Reputation: 11
I have noticed that the number of mappers in a pig job doubles when I introduce a 'SPLIT' and a 'COGROUP' statement in the pig script after loading. Is this correct? Does anyone know why that happens?
I load a dataset using PigStorage:
A = LOAD 'test.csv' USING PigStorage;
cat test.csv
A 123
A 345
B 234
B 123
I then split the dataset into two relations using SPLIT (the result is the same using a filter). I then cogroup the two relations into one, and store it.

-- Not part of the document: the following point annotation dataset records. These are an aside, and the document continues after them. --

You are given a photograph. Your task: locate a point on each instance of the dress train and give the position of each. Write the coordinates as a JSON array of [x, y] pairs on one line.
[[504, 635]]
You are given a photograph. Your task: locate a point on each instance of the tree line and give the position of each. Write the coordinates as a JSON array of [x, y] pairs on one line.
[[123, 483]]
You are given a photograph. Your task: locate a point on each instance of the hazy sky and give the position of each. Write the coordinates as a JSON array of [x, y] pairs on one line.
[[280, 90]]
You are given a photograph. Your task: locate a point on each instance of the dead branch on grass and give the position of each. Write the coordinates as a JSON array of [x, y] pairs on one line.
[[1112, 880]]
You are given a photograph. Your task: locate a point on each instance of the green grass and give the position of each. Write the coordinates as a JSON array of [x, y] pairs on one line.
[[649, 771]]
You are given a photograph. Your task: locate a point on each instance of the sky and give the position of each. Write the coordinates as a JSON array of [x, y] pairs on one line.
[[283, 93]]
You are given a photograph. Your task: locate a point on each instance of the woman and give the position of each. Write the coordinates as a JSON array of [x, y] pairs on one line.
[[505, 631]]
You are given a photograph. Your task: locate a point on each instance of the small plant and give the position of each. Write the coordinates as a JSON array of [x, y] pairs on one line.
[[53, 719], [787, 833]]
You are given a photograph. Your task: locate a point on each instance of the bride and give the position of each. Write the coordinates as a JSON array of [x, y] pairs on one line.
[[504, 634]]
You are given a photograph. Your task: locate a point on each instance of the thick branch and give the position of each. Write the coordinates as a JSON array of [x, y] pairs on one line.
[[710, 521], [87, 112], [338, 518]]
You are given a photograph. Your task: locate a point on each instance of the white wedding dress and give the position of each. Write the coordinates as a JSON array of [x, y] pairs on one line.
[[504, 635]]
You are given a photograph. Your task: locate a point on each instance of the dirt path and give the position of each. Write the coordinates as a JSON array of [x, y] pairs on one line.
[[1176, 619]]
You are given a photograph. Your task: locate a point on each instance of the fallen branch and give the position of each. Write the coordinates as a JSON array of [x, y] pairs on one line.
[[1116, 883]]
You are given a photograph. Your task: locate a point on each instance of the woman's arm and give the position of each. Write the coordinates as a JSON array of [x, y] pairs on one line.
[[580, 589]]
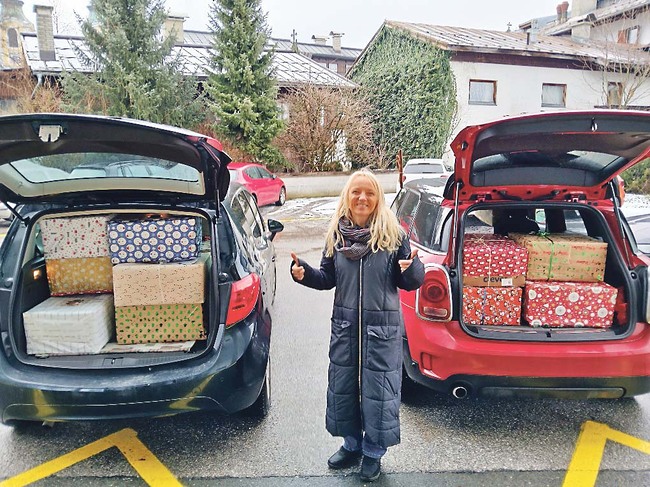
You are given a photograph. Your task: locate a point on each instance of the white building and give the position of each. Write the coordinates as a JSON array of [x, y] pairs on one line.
[[577, 61]]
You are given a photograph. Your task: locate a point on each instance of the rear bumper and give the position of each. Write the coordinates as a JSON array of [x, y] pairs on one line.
[[442, 356], [228, 381], [464, 385]]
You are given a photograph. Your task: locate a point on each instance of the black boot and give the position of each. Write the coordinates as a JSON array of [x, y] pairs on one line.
[[370, 469], [344, 458]]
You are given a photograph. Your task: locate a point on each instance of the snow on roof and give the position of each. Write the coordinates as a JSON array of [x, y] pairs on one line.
[[289, 68]]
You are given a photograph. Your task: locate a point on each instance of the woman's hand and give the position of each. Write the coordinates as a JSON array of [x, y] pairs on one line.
[[298, 271], [404, 263]]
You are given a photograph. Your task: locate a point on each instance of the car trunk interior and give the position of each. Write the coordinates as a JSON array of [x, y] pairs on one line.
[[34, 287], [545, 222]]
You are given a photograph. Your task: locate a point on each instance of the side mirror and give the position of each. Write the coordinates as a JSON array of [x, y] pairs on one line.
[[275, 227]]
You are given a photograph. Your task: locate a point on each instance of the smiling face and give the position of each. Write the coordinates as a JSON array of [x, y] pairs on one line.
[[362, 200]]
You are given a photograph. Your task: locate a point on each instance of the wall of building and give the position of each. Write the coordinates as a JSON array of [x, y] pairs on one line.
[[519, 91]]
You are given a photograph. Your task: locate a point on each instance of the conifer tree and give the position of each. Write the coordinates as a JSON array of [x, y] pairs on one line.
[[241, 87], [135, 72]]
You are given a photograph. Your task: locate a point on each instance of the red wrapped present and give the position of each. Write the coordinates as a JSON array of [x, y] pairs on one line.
[[493, 261], [569, 304], [492, 305], [563, 257]]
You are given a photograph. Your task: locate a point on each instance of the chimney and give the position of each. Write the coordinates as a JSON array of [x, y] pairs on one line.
[[531, 35], [564, 11], [320, 40], [583, 7], [45, 32], [174, 28], [336, 40]]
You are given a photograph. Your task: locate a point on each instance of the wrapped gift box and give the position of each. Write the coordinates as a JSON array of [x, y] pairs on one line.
[[563, 257], [154, 240], [492, 305], [493, 261], [69, 325], [159, 323], [144, 284], [90, 275], [569, 304], [75, 237]]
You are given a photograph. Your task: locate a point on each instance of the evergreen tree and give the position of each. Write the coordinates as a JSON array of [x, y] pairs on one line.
[[241, 87], [135, 73]]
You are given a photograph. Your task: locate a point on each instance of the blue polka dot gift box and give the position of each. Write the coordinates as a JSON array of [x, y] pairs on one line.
[[155, 240]]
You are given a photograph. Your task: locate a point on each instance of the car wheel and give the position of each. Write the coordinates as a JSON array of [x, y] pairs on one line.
[[282, 197], [260, 408]]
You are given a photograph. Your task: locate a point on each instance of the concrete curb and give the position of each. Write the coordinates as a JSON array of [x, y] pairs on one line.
[[329, 184]]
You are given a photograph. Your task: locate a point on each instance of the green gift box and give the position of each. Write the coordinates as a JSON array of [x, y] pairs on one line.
[[159, 323]]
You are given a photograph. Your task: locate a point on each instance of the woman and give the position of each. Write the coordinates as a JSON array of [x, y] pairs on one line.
[[367, 257]]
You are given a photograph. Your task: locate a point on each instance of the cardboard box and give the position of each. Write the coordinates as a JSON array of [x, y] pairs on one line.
[[155, 240], [569, 304], [492, 305], [159, 323], [69, 325], [90, 275], [174, 283], [493, 261], [563, 257], [75, 237]]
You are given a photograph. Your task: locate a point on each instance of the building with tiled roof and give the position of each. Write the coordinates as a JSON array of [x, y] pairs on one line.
[[498, 74], [48, 54]]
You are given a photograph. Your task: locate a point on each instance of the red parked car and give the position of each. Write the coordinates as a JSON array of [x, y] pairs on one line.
[[558, 172], [266, 187]]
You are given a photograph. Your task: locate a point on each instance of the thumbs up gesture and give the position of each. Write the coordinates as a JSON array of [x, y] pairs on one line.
[[297, 271], [405, 263]]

SPLIT A INTO AA IF $0 == 'A', AB IF $0 == 'B';
CG = COGROUP AA BY $1, AB BY $1;
STORE CG INTO 'cg' USING PigStorage();
When I do that, I can see from my (local) output the following lines:
Success!
Job Stats (time in seconds):
JobId Alias Feature Outputs
job_local_0001 A,AA,AB,CG COGROUP /test/cg,
Input(s):
Successfully read records from: "/test/test.csv"
Successfully read records from: "/test/test.csv"
Output(s): Successfully stored records in: "/test/cg"
so it looks like the data is read twice. Indeed, I can see that the number of mappers doubles on a cluster.
What causes this behaviour? Is there a way to avoid it, or does it have a good reason I am missing?
Upvotes: 1
Views: 286
Reputation: 9
This will avoid the double file reading
A = LOAD 'test.csv' USING PigStorage(',');
B = GROUP A by $1;
C = FOREACH B {
AA = FILTER A by $0 == 'A';
BB= FILTER A by $0 == 'B';
GENERATE FLATTEN($0), AA,BB;};
dump C;
Upvotes: 0
Reputation: 20826
It depends on how you use AA, AB and how you run the script.
dump AA; dump AB;
in the script or in the grunt, there will be two jobs.store AA into '...'; store AB into '...';
in the grunt, there will be two jobs too.However, if you write store AA into '...'; store AB into '...';
in the script and use Pig to run this script (not in the grunt), there will be only one job.
Upvotes: 0